Each function is proved in a separate .ml
file in proofs/. Each file
contains the byte code being verified, as well as the specification that is being
proved.
Proofs are 'post-hoc' in the sense that HOL-Light/s2n-bignum operate on the final object code. In particular, the means by which the code was generated (including the SLOTHY superoptimizer) need not be trusted.
Specifications are essentially Hoare triples, with the noteworthy difference that the program is implicit as the content of memory at the PC; which is asserted to
be the code under verification as part of the precondition. For example, the following is the specification of the poly_reduce
function:
(* For all (abbreviated by `!` in HOL):
- a: Source pointer
- pc: Current value of Program Counter (PC)
- returnaddress: Return address in the link register *)
`!a x pc returnaddress.
(* Assume that the program and the source pointer don't overlap *)
nonoverlapping (word pc,0x124) (a,512)
==> ensures arm
(* Precondition *)
(\s. (* The memory at the current PC is the byte-code of poly_reduce() *)
aligned_bytes_loaded s (word pc) mlkem_poly_reduce_mc /\
read PC s = word pc /\
(* The return address is stored in the link register (LR) *)
read X30 s = returnaddress /\
(* The source pointer is in X0 *)
C_ARGUMENTS [a] s /\
(* Give a name to the memory contents at the source pointer *)
!i. i < 256
==> read(memory :> bytes16(word_add a (word(2 * i)))) s = x i)
(* Postcondition: Eventually we reach a state where ... *)
(\s.
(* The PC is the original value of the link register *)
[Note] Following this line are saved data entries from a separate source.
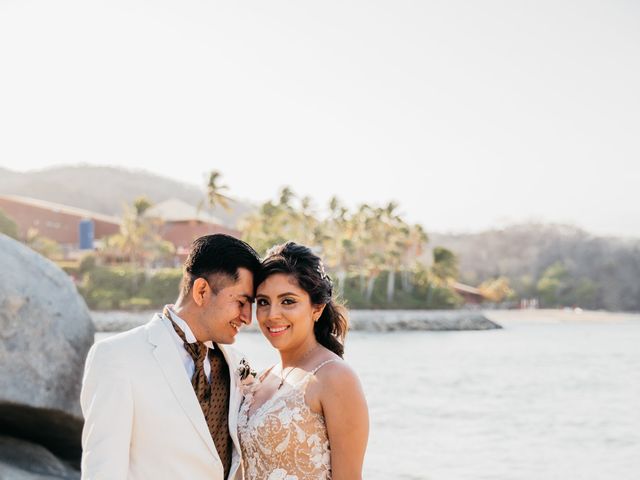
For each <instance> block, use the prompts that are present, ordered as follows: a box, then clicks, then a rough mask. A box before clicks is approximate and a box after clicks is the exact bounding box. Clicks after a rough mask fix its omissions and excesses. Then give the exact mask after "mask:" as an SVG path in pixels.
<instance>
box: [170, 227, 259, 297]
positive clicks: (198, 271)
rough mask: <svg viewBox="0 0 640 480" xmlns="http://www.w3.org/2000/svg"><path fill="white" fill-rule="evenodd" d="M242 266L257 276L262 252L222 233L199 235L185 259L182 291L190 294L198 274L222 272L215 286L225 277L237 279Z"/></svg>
mask: <svg viewBox="0 0 640 480" xmlns="http://www.w3.org/2000/svg"><path fill="white" fill-rule="evenodd" d="M239 268H246V269H247V270H249V271H250V272H251V273H252V274H253V275H254V276H255V275H256V274H257V273H258V272H259V271H260V256H259V255H258V254H257V253H256V251H255V250H254V249H253V248H251V246H250V245H249V244H248V243H246V242H243V241H242V240H239V239H237V238H235V237H232V236H231V235H225V234H223V233H216V234H213V235H204V236H202V237H199V238H196V239H195V240H194V241H193V243H192V244H191V249H190V251H189V256H188V257H187V259H186V261H185V262H184V272H183V275H182V284H181V287H180V291H181V294H182V295H188V294H189V292H190V291H191V287H193V283H194V282H195V280H196V278H205V279H207V280H209V276H211V275H217V276H222V277H223V278H220V279H216V282H214V283H215V284H216V285H213V286H212V288H214V289H216V288H219V287H220V285H221V284H222V283H223V281H228V280H231V281H232V282H233V283H235V282H237V281H238V278H239V275H238V269H239Z"/></svg>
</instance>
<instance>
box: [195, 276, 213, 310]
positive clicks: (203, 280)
mask: <svg viewBox="0 0 640 480" xmlns="http://www.w3.org/2000/svg"><path fill="white" fill-rule="evenodd" d="M208 291H209V283H208V282H207V281H206V280H205V279H204V278H196V280H195V281H194V282H193V287H192V288H191V298H193V301H194V302H195V303H196V305H198V306H199V307H201V306H202V304H203V303H204V301H205V299H206V298H207V293H208Z"/></svg>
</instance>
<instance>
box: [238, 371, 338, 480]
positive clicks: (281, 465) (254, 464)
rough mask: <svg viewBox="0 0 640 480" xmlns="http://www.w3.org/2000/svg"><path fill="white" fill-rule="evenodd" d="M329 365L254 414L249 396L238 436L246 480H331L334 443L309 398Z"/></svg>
mask: <svg viewBox="0 0 640 480" xmlns="http://www.w3.org/2000/svg"><path fill="white" fill-rule="evenodd" d="M332 361H335V360H328V361H326V362H323V363H322V364H320V365H319V366H318V367H316V368H315V369H314V370H313V371H312V372H308V373H307V374H305V375H304V377H303V378H301V379H300V380H299V381H298V382H295V383H285V384H284V386H283V387H282V389H281V390H276V392H275V393H274V394H273V396H272V397H271V398H269V399H268V400H267V401H266V402H265V403H263V404H262V405H261V406H260V407H259V408H258V409H257V410H255V411H254V412H253V413H250V408H251V404H252V403H253V392H254V391H255V389H253V390H250V391H249V392H248V393H247V394H246V395H245V398H244V400H243V402H242V405H241V407H240V414H239V416H238V434H239V437H240V445H241V448H242V459H243V464H244V478H245V480H328V479H330V478H331V457H330V451H329V438H328V436H327V427H326V424H325V420H324V416H322V415H321V414H319V413H316V412H313V411H312V410H311V409H310V408H309V406H308V405H307V403H306V402H305V399H304V396H305V391H306V388H307V385H308V383H309V380H310V379H311V378H312V377H313V375H314V374H315V373H316V372H317V371H318V370H319V369H320V367H322V366H323V365H325V364H326V363H329V362H332Z"/></svg>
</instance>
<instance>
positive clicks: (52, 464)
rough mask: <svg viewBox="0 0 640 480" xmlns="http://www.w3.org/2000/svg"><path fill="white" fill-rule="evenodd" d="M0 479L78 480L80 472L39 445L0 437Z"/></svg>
mask: <svg viewBox="0 0 640 480" xmlns="http://www.w3.org/2000/svg"><path fill="white" fill-rule="evenodd" d="M0 478H2V480H44V479H54V478H56V479H64V480H79V479H80V472H79V471H77V470H75V469H73V468H71V467H70V466H69V465H67V464H65V463H64V462H62V461H61V460H60V459H59V458H57V457H56V456H54V455H53V454H52V453H51V452H50V451H49V450H47V449H46V448H44V447H42V446H40V445H36V444H34V443H29V442H26V441H24V440H18V439H16V438H11V437H5V436H2V435H0Z"/></svg>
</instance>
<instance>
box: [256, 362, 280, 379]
mask: <svg viewBox="0 0 640 480" xmlns="http://www.w3.org/2000/svg"><path fill="white" fill-rule="evenodd" d="M276 365H277V363H274V364H273V365H271V366H270V367H269V368H267V369H266V370H264V371H262V372H261V373H260V375H258V380H259V381H261V382H262V381H264V379H265V378H266V377H267V375H269V373H271V370H273V369H274V368H275V366H276Z"/></svg>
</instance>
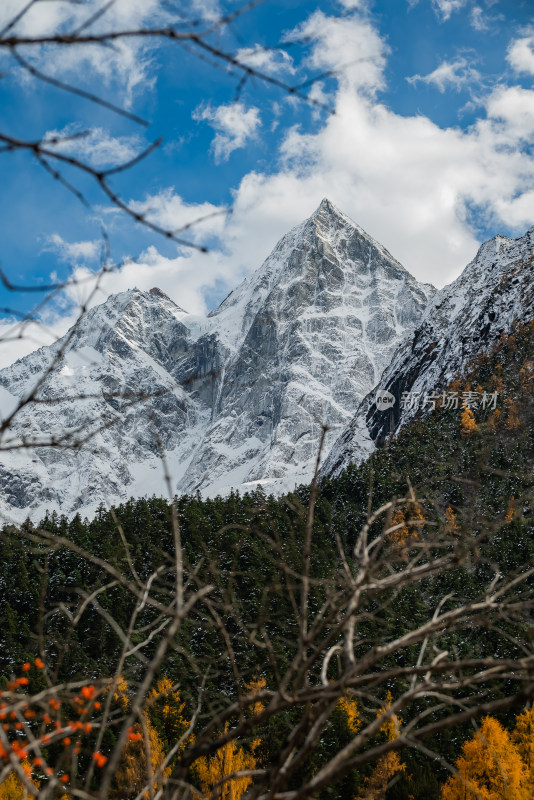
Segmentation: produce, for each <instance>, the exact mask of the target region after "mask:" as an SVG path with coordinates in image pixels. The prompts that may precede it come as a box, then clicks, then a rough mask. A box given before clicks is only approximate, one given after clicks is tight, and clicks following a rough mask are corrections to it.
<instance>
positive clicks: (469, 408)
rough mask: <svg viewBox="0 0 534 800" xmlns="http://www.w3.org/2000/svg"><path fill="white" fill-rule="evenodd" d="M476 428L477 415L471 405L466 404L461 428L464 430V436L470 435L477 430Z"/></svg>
mask: <svg viewBox="0 0 534 800" xmlns="http://www.w3.org/2000/svg"><path fill="white" fill-rule="evenodd" d="M476 429H477V423H476V420H475V415H474V414H473V412H472V411H471V409H470V408H469V406H466V407H465V408H464V410H463V411H462V416H461V418H460V430H461V432H462V436H469V434H471V433H473V431H476Z"/></svg>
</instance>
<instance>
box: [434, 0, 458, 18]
mask: <svg viewBox="0 0 534 800" xmlns="http://www.w3.org/2000/svg"><path fill="white" fill-rule="evenodd" d="M466 3H467V0H432V5H433V6H434V9H435V11H436V14H437V15H438V17H440V19H442V20H443V21H444V22H445V21H447V20H448V19H450V17H451V15H452V14H453V13H454V12H455V11H460V9H462V8H463V7H464V6H465V4H466Z"/></svg>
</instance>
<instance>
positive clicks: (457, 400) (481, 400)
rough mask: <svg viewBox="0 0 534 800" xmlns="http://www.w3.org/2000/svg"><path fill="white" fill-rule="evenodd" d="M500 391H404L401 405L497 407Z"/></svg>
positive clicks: (410, 408)
mask: <svg viewBox="0 0 534 800" xmlns="http://www.w3.org/2000/svg"><path fill="white" fill-rule="evenodd" d="M498 397H499V392H484V391H482V392H478V391H477V392H471V391H470V392H447V391H445V392H403V393H402V397H401V400H400V407H401V408H402V409H403V410H409V411H417V410H418V409H419V408H422V409H430V410H431V411H433V410H434V409H435V408H436V406H439V407H440V408H442V409H443V410H447V409H448V408H452V409H458V408H474V409H478V408H481V409H483V410H485V409H490V410H492V411H493V410H494V409H495V408H497V400H498Z"/></svg>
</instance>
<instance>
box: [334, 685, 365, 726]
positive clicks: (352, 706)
mask: <svg viewBox="0 0 534 800" xmlns="http://www.w3.org/2000/svg"><path fill="white" fill-rule="evenodd" d="M338 708H340V709H341V710H342V711H343V712H344V714H345V715H346V717H347V727H348V729H349V731H350V732H351V733H353V734H356V733H358V731H359V729H360V727H361V724H362V721H361V718H360V714H359V712H358V704H357V703H356V700H355V699H354V698H353V697H351V696H350V695H347V696H346V697H341V698H340V700H339V702H338Z"/></svg>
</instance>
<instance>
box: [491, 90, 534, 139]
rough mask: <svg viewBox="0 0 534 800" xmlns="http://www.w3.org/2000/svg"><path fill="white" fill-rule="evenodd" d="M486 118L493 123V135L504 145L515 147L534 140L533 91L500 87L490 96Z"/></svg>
mask: <svg viewBox="0 0 534 800" xmlns="http://www.w3.org/2000/svg"><path fill="white" fill-rule="evenodd" d="M486 110H487V114H488V117H489V118H490V119H491V120H494V121H495V127H494V134H495V135H496V136H497V135H498V132H500V136H501V137H502V139H503V140H504V144H505V145H506V144H508V145H509V146H512V147H514V146H515V147H517V145H518V144H519V143H520V142H525V143H528V142H532V140H533V139H534V91H532V90H531V89H523V88H522V87H521V86H510V87H504V86H501V87H499V88H497V89H495V91H494V92H493V93H492V94H491V95H490V97H489V98H488V101H487V104H486Z"/></svg>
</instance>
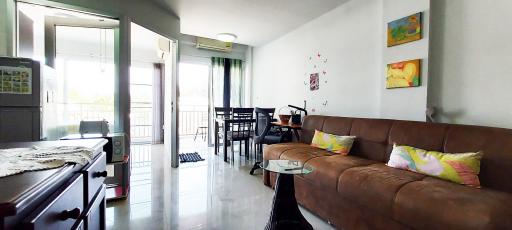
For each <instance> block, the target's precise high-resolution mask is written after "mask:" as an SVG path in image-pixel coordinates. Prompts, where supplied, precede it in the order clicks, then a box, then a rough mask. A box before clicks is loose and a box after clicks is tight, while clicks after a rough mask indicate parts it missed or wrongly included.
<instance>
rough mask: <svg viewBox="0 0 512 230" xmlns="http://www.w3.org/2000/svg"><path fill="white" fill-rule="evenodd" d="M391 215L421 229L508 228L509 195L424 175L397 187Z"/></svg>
mask: <svg viewBox="0 0 512 230" xmlns="http://www.w3.org/2000/svg"><path fill="white" fill-rule="evenodd" d="M393 218H394V219H395V220H400V222H402V223H404V224H407V225H409V226H411V227H413V228H421V229H440V228H443V229H507V228H510V226H512V195H510V194H507V193H503V192H499V191H495V190H488V189H476V188H471V187H467V186H463V185H458V184H454V183H450V182H447V181H443V180H440V179H436V178H433V177H426V178H424V179H423V180H422V181H416V182H412V183H409V184H406V185H405V186H403V187H402V188H401V189H400V191H399V192H398V193H397V195H396V199H395V205H394V208H393Z"/></svg>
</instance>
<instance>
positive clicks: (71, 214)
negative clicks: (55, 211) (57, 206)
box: [59, 207, 82, 220]
mask: <svg viewBox="0 0 512 230" xmlns="http://www.w3.org/2000/svg"><path fill="white" fill-rule="evenodd" d="M80 213H82V210H81V209H80V208H78V207H77V208H74V209H71V210H64V211H62V212H61V213H60V215H59V219H60V220H67V219H75V220H76V219H78V218H80Z"/></svg>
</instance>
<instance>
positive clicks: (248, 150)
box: [228, 108, 254, 158]
mask: <svg viewBox="0 0 512 230" xmlns="http://www.w3.org/2000/svg"><path fill="white" fill-rule="evenodd" d="M231 113H232V114H233V117H232V118H233V119H234V120H241V121H240V122H238V121H237V122H235V123H231V125H230V127H229V130H228V131H229V133H228V134H230V133H232V135H231V136H228V141H233V142H234V141H238V142H239V146H240V151H239V153H240V156H242V141H243V142H244V145H245V153H244V154H245V156H246V158H248V157H249V152H250V143H249V142H250V140H251V138H252V136H253V133H254V130H253V122H252V119H253V117H254V108H233V109H232V110H231ZM244 120H245V121H247V120H251V122H245V121H244ZM233 146H234V145H232V146H231V151H233V148H234V147H233Z"/></svg>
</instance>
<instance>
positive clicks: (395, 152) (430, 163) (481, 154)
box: [387, 145, 483, 187]
mask: <svg viewBox="0 0 512 230" xmlns="http://www.w3.org/2000/svg"><path fill="white" fill-rule="evenodd" d="M482 155H483V154H482V153H481V152H476V153H441V152H437V151H426V150H423V149H418V148H414V147H410V146H404V145H395V146H394V147H393V151H392V152H391V156H390V157H389V161H388V163H387V165H388V166H390V167H393V168H397V169H405V170H409V171H413V172H419V173H422V174H425V175H429V176H433V177H439V178H441V179H445V180H449V181H452V182H455V183H459V184H464V185H468V186H473V187H480V181H479V180H478V173H479V172H480V159H482Z"/></svg>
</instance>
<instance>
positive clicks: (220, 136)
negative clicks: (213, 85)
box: [214, 107, 233, 151]
mask: <svg viewBox="0 0 512 230" xmlns="http://www.w3.org/2000/svg"><path fill="white" fill-rule="evenodd" d="M232 109H233V108H224V107H215V108H214V110H215V111H214V112H215V118H216V119H217V118H220V119H226V118H231V112H232V111H231V110H232ZM223 125H224V124H219V130H217V143H220V139H222V144H223V145H224V144H226V143H227V141H226V140H225V138H224V126H223ZM219 148H220V144H218V145H217V151H219Z"/></svg>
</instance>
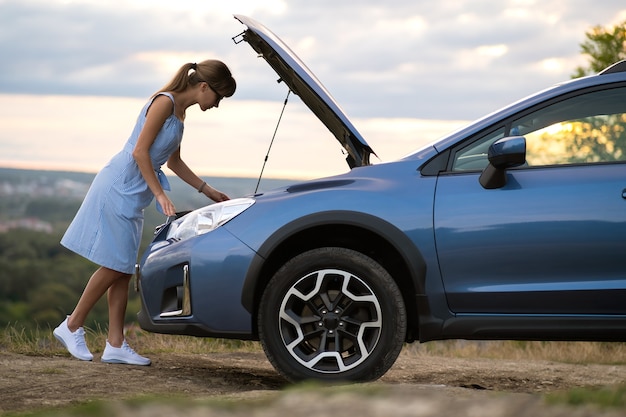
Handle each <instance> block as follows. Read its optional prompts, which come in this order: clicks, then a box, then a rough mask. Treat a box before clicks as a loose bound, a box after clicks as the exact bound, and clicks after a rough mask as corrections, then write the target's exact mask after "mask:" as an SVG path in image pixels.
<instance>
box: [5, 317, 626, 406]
mask: <svg viewBox="0 0 626 417" xmlns="http://www.w3.org/2000/svg"><path fill="white" fill-rule="evenodd" d="M85 330H86V340H87V344H88V345H89V347H90V349H91V350H92V352H94V353H101V352H102V350H103V348H104V344H105V339H106V332H105V330H103V329H101V328H97V329H89V328H87V329H85ZM126 338H127V340H128V342H129V344H130V345H131V346H133V348H136V349H137V350H138V351H141V352H142V353H146V354H151V353H152V354H160V353H178V354H200V353H207V352H233V351H243V352H261V351H262V349H261V347H260V344H259V343H258V342H254V341H238V340H226V339H212V338H198V337H191V336H177V335H161V334H154V333H147V332H144V331H143V330H141V329H138V328H136V327H129V328H128V329H127V332H126ZM2 351H8V352H13V353H19V354H24V355H31V356H48V355H65V354H67V352H66V351H65V349H64V348H63V346H62V345H61V344H60V343H59V342H58V341H57V340H56V339H55V338H54V336H53V335H52V329H50V328H45V329H42V328H36V329H31V330H29V329H25V328H21V327H19V326H17V325H9V326H7V327H6V328H5V329H4V330H1V329H0V352H2ZM402 354H403V355H409V357H410V356H419V357H423V356H443V357H453V358H488V359H509V360H533V361H541V360H544V361H552V362H562V363H573V364H603V365H624V364H626V343H605V342H523V341H465V340H448V341H436V342H428V343H423V344H420V343H413V344H408V345H406V346H405V348H404V350H403V353H402ZM50 372H51V373H54V372H57V371H56V370H54V369H50ZM546 400H547V402H548V403H552V404H557V403H558V404H568V405H574V406H578V405H583V404H587V405H595V406H599V407H601V408H618V409H624V408H626V385H621V386H615V387H603V388H575V389H571V390H568V391H566V392H559V393H550V394H546ZM93 407H96V408H97V410H93V413H92V415H94V416H97V415H100V414H98V413H99V412H102V410H101V409H98V407H99V406H98V405H93ZM82 411H85V410H83V409H78V414H79V415H81V414H82ZM109 411H110V410H109ZM105 414H106V412H105Z"/></svg>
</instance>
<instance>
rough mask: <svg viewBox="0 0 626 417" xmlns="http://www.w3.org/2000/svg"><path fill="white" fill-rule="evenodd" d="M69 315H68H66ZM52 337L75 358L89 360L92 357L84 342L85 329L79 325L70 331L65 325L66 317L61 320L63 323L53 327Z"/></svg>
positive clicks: (85, 344) (66, 320) (66, 326)
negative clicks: (56, 339)
mask: <svg viewBox="0 0 626 417" xmlns="http://www.w3.org/2000/svg"><path fill="white" fill-rule="evenodd" d="M68 317H69V316H68ZM52 334H54V337H56V338H57V340H58V341H59V342H61V343H63V346H65V348H66V349H67V350H68V351H69V352H70V354H71V355H72V356H73V357H75V358H76V359H80V360H81V361H90V360H92V359H93V355H92V354H91V352H90V351H89V348H87V345H86V344H85V329H83V328H82V327H79V328H78V329H77V330H76V331H75V332H72V331H70V329H69V327H67V317H66V318H65V320H63V323H61V324H59V326H58V327H57V328H56V329H54V331H53V332H52Z"/></svg>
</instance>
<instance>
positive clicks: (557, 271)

read PC s = returnaddress /\
(* The integers represented by the final memory contents
* are the unsigned canonical reductions mod 3329
* of the integers represented by the original memory contents. *)
!i. i < 256
==> ival(read(memory :> bytes16 (word_add a (word(2 * i)))) s) =
ival(x i) rem &3329)
(* Footprint: The program may modify (only) the ABI permitted registers
* and flags, and the memory contents at the source pointer. *)
(MAYCHANGE_REGS_AND_FLAGS_PERMITTED_BY_ABI ,,
MAYCHANGE [memory :> bytes(a,512)])`
To reproduce the proofs, enter the nix shell via
nix develop --experimental-features 'nix-command flakes'
from mlkem-native's base directory. Then
make -C proofs/hol_light/arm
will build and run the proofs. Note that this make take hours even on powerful machines.
For convenience, you can also use tests hol_light
which wraps the make
invocation above; see tests hol_light --help
.
At present, this directory contains functional correctness proofs for the following functions:
- ML-KEM Arithmetic:
- AArch64 forward NTT: mlkem_ntt.S
- AArch64 inverse NTT: mlkem_intt.S
- AArch64 base multiplications: mlkem_poly_basemul_acc_montgomery_cached_k2.S mlkem_poly_basemul_acc_montgomery_cached_k3.S mlkem_poly_basemul_acc_montgomery_cached_k4.S
- AArch64 conversion to Montgomery form: mlkem_poly_tomont.S
- AArch64 modular reduction: mlkem_poly_reduce.S
- AArch64 'multiplication cache' computation: mlkem_poly_mulcache_compute.S
- FIPS202:
- Keccak-F1600 using lazy rotations1: keccak_f1600_x1_scalar.S
- Keccak-F1600 using v8.4-A SHA3 instructions: keccak_f1600_x1_v84a.S
- 2-fold Keccak-F1600 using v8.4-A SHA3 instructions: keccak_f1600_x2_v84a.S
- 'Hybrid' 4-fold Keccak-F1600 using scalar and v8-A Neon instructions: keccak_f1600_x4_v8a_scalar.S
- 'Triple hybrid' 4-fold Keccak-F1600 using scalar, v8-A Neon and v8.4-A+SHA3 Neon instructions:keccak_f1600_x4_v8a_v84a_scalar.S
The NTT and invNTT functions are super-optimized using SLOTHY.
Footnotes
-
Becker, Kannwischer: Hybrid scalar/vector implementations of Keccak and SPHINCS+ on AArch64, https://eprint.iacr.org/2022/1243 ↩